De 1914 à 1918, Rehon fut occupé par les Allemands qui s'installèrent chez l'habitant et dans l'usine. Le dortoir des ouvriers célibataires devint cantonnement et poste de garde. Durant quatre ans la population subit toutes sortes de contraintes et de réquisitions : interdiction de se rassembler, de quitter le village, de sortir après le couvre feu et obligation de fournir tout ce que l'occupant réclamait pour soutenir l'effort de guerre. Le maire de Rehon, M. A Sévrin reçut les ordres de la Kommandantur.

 

Les Allemands devant les Grands Bureaux de la Providence, en 1914

Association des Anciens de la Providence

 

Après l’armistice du 11 novembre 1918 et le traité de Versailles, la récupération des matériels volés, la commande de machines neuves, l'approvisionnement en minerais et coke, les réparations demandèrent des sommes très importantes.
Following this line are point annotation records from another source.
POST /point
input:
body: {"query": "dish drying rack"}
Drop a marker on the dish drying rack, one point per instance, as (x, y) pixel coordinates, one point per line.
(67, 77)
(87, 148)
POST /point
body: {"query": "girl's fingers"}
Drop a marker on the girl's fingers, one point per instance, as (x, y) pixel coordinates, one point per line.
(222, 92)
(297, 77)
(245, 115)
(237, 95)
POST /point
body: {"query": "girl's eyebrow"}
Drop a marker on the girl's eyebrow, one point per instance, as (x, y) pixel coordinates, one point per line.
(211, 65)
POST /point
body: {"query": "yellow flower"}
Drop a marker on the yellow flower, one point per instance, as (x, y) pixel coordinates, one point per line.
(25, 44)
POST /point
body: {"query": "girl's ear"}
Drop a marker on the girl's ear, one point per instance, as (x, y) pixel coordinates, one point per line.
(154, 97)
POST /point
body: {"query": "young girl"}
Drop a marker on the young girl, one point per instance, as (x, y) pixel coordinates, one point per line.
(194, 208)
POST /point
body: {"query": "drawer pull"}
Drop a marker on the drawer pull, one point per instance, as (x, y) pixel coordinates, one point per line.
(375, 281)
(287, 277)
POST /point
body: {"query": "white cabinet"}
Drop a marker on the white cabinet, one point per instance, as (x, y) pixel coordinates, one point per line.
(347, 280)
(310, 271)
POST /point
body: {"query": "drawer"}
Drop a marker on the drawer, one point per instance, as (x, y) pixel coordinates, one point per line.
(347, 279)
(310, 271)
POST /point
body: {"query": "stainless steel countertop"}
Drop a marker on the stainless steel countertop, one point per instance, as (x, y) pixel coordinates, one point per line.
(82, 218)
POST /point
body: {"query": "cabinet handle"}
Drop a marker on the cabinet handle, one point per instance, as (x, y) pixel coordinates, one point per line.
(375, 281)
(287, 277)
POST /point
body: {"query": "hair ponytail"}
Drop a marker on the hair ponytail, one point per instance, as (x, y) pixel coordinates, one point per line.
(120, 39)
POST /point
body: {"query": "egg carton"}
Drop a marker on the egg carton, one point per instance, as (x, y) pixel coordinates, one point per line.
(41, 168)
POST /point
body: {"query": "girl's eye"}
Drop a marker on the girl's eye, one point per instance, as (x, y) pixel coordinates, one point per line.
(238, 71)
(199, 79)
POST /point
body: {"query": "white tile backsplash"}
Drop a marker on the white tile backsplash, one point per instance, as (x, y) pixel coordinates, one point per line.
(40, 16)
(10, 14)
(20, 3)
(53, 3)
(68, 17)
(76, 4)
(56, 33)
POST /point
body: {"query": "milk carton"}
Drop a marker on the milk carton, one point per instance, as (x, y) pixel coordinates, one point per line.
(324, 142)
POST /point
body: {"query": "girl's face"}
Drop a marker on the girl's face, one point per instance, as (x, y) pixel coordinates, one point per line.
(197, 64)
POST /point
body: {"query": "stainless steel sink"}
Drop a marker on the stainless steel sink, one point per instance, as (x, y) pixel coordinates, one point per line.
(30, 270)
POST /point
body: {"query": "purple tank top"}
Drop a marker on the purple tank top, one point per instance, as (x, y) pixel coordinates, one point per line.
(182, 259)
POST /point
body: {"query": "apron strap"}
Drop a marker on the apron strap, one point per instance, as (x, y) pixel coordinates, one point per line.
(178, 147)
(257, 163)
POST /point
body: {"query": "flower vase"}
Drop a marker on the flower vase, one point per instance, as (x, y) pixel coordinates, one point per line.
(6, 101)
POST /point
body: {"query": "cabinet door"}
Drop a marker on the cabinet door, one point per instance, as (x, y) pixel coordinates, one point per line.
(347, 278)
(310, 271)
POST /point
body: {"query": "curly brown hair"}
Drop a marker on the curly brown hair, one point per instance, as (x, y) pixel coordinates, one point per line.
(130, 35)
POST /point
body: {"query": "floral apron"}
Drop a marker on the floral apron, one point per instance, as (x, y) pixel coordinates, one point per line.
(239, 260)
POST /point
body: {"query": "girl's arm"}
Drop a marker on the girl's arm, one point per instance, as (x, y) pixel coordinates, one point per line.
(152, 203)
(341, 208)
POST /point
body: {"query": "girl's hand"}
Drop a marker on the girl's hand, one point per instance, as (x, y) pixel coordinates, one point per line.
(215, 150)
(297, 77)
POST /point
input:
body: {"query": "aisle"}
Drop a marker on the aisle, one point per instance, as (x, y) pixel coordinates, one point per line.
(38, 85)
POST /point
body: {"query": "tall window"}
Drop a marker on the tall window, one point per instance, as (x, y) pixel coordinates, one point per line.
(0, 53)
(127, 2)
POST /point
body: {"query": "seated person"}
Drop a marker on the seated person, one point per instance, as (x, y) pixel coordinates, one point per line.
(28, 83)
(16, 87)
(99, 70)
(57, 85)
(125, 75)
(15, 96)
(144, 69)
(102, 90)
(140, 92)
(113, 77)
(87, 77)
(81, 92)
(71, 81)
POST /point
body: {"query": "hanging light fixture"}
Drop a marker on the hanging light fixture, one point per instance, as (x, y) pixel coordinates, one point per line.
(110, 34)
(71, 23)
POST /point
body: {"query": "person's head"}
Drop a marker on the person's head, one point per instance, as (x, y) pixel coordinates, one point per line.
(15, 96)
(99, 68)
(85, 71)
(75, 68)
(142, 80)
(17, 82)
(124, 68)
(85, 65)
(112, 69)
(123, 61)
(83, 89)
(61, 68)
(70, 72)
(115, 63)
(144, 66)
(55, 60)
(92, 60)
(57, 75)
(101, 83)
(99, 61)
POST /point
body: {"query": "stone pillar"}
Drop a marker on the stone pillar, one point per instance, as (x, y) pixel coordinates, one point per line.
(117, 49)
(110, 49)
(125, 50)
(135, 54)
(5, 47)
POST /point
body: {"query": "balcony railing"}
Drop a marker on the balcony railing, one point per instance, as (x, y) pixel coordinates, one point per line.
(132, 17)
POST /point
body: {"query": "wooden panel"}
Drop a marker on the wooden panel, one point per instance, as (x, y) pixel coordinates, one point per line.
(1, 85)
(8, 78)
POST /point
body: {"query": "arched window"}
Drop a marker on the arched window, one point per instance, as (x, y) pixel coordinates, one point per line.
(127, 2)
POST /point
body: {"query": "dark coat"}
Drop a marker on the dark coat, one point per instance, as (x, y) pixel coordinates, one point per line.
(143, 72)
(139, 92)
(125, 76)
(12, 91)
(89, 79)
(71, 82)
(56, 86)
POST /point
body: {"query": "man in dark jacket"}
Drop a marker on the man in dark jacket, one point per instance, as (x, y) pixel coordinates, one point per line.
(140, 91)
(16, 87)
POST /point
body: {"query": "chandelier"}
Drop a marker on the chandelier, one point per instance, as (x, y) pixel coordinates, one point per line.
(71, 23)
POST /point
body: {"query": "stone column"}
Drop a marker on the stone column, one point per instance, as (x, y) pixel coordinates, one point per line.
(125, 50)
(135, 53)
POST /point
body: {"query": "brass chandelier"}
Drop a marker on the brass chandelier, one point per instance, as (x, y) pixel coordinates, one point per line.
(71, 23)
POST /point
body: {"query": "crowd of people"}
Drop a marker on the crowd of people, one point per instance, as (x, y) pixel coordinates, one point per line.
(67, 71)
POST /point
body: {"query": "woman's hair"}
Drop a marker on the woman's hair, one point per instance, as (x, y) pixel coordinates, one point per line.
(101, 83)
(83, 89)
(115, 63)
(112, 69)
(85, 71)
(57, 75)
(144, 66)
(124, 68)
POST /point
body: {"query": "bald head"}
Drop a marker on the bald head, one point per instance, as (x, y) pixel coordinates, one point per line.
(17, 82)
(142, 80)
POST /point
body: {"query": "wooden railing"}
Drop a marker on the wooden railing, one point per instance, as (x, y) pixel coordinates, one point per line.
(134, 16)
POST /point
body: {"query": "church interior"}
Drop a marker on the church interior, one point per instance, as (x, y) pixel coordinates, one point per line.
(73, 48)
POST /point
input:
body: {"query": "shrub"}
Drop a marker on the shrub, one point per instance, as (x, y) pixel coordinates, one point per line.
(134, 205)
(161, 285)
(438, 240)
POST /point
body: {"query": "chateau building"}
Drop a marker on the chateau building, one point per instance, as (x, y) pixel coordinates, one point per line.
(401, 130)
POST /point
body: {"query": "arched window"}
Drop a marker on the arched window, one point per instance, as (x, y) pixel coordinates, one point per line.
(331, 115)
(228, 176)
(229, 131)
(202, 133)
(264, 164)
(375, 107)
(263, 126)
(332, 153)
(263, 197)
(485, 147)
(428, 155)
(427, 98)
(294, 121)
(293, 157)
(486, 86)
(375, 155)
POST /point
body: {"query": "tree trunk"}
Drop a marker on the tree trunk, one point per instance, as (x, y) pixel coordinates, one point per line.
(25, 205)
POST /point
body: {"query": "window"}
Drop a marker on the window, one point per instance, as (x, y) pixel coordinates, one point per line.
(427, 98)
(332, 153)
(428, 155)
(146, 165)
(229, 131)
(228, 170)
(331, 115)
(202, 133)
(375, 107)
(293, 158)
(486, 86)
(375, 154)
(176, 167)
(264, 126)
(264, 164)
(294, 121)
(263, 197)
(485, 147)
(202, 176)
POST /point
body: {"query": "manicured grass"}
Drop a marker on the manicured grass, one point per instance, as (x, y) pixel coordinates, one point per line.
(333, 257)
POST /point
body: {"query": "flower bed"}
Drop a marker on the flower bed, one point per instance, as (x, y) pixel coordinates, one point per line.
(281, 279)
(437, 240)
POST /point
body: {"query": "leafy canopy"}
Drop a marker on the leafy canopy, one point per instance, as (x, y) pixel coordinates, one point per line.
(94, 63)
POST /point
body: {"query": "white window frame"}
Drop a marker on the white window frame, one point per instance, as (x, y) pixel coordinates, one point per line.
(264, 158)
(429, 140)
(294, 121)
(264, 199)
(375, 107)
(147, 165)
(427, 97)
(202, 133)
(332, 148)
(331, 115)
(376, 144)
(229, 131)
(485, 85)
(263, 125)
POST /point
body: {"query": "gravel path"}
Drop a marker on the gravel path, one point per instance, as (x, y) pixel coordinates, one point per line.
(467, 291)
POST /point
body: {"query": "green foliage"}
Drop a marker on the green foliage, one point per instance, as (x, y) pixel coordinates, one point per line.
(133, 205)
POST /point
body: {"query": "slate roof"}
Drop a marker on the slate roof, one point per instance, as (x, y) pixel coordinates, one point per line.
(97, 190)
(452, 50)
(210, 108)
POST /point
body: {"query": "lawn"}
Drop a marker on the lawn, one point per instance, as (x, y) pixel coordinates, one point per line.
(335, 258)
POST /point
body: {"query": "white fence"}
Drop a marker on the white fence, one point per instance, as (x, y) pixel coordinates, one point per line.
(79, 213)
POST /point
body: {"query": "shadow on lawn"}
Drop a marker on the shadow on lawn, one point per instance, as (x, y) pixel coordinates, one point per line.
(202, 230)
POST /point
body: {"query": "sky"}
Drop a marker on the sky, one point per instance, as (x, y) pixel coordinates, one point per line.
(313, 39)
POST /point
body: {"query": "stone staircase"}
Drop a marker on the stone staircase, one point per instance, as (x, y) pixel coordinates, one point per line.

Les dossiers de dommages de guerre furent constitués. Le haut fourneau n° 1 fut remis à feu le 23 mai et le haut fourneau n° 2 allumé le 14 octobre 1919. En 1921, la reconstitution de la capacité de production d'avant-guerre était terminée. La production de 1921 (192 802 tonnes d'acier lingots) retrouvait celle de 1913 (184 836 t).

 

Le calvaire, rue de Cutry, fut construit en 1921, afin de commémorer la paix retrouvée mais surtout en remerciement à sainte Geneviève, patronne de la commune. Le 6 octobre 1928, l’édification d’un monument fut décidée par le conseil municipal en hommage aux morts de la première guerre mondiale.